PokerPaint is back in the headlines after receiving cease-and-desist notices from two major players in the poker industry. This week, iBus Media Inc., who owns PokerNews, and Flutter Entertainment, the parent company of PokerStars, threatened PokerPaint owner Brett Butz with legal action over the use of imagery owned by them without consent.
This story kicked off in September 2021 when disgruntled photographer Haley Hochstetler revealed that she was approached by Brett Butz asking permission to use her photos as a blueprint for artwork and she declined.
“This account reached out for my permission to use one of my photos back in June. I politely declined and explained my reasoning why. A month later, the same person messaged me, having ignored my previous wishes, with an edited image that I had told him he couldn’t create. He knows what he is doing. I told him no and he did it anyways. Some people are saying this is a “grey area” involving copyright. It’s not. He is simply stealing other photographers work without permission, illegally changing it, and selling it for a profit.”
The copyright owners were impressed with Butz’s work but still insisted that the correct process was undertaken to properly compensate the content creators.
Joe Giron wrote:
“If you are truly committed to making things right to us content creators, you need to remove all content you don’t have authorization to display or sell.Then, a process has to start to make an audit and full accounting of your sales as it relates to the sold works of art from the unauthorized usages in order to compensate us.”

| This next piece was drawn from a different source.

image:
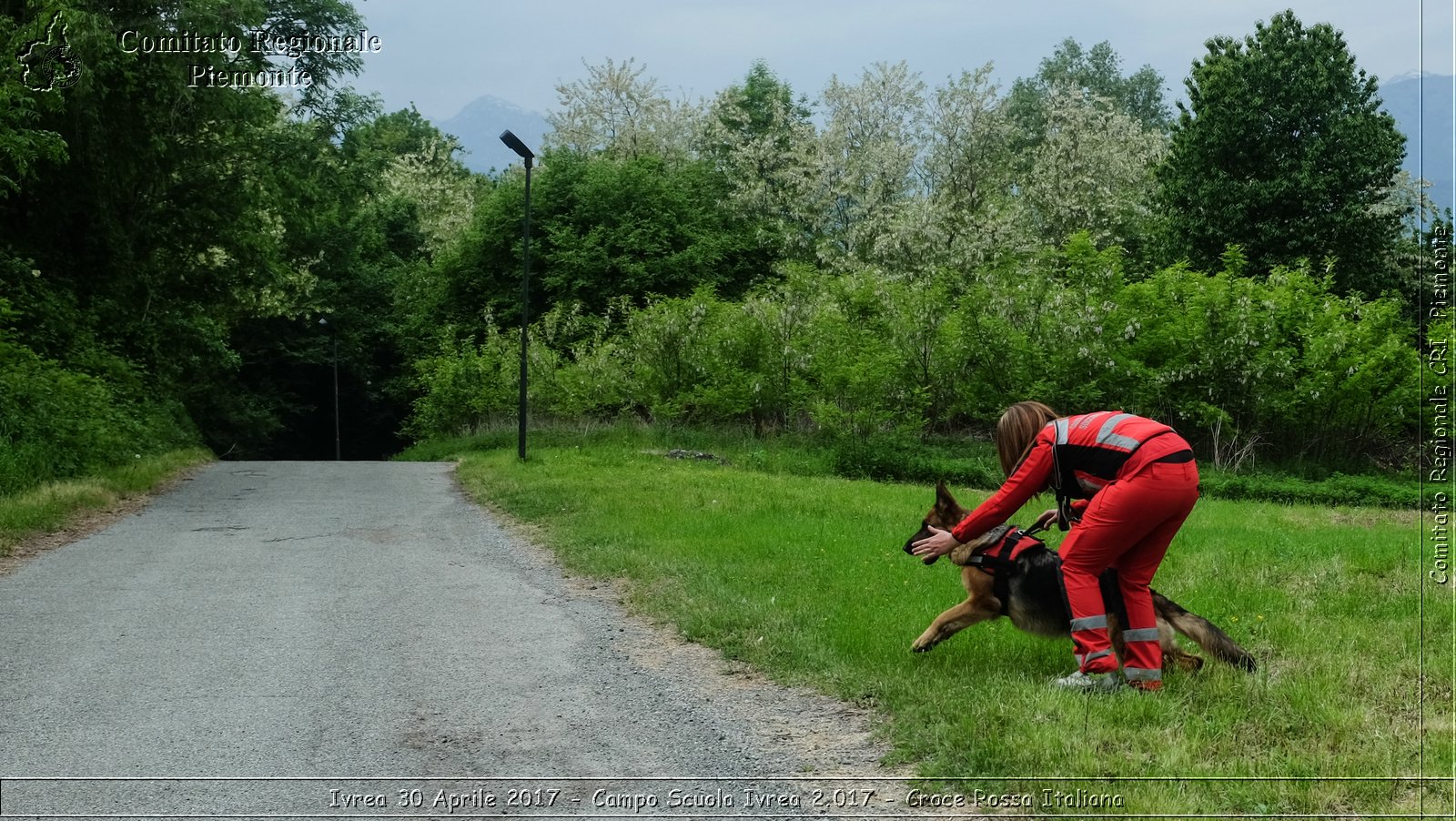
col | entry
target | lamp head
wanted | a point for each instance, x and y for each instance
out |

After this back-and-forth, Butz apologised to all involved but was then called out for copyright breaches a couple of months later before the story died down.
Back to Old Tricks?
Fast-forward to the World Series of Poker 2022, and we see yet more allegations of improper use of copyrighted photos.
We don’t know if any photographers managed to work out a fair deal with Butz but the majority said the percentage on the table was far below their expectations.
Butz has tried to sell his artwork at premium prices and even jumped on the NFT bandwagon, but he later ended up giving away a lot of his work for free, including an NFT gift to Fedor Holz.
Holz, seeing the controversy, immediately blocked the NFT from view along with Brett Butz and PokerPaint on social media.
iBus Media Inc. insists that Butz comply with its demands by September 30 or formal legal action will begin.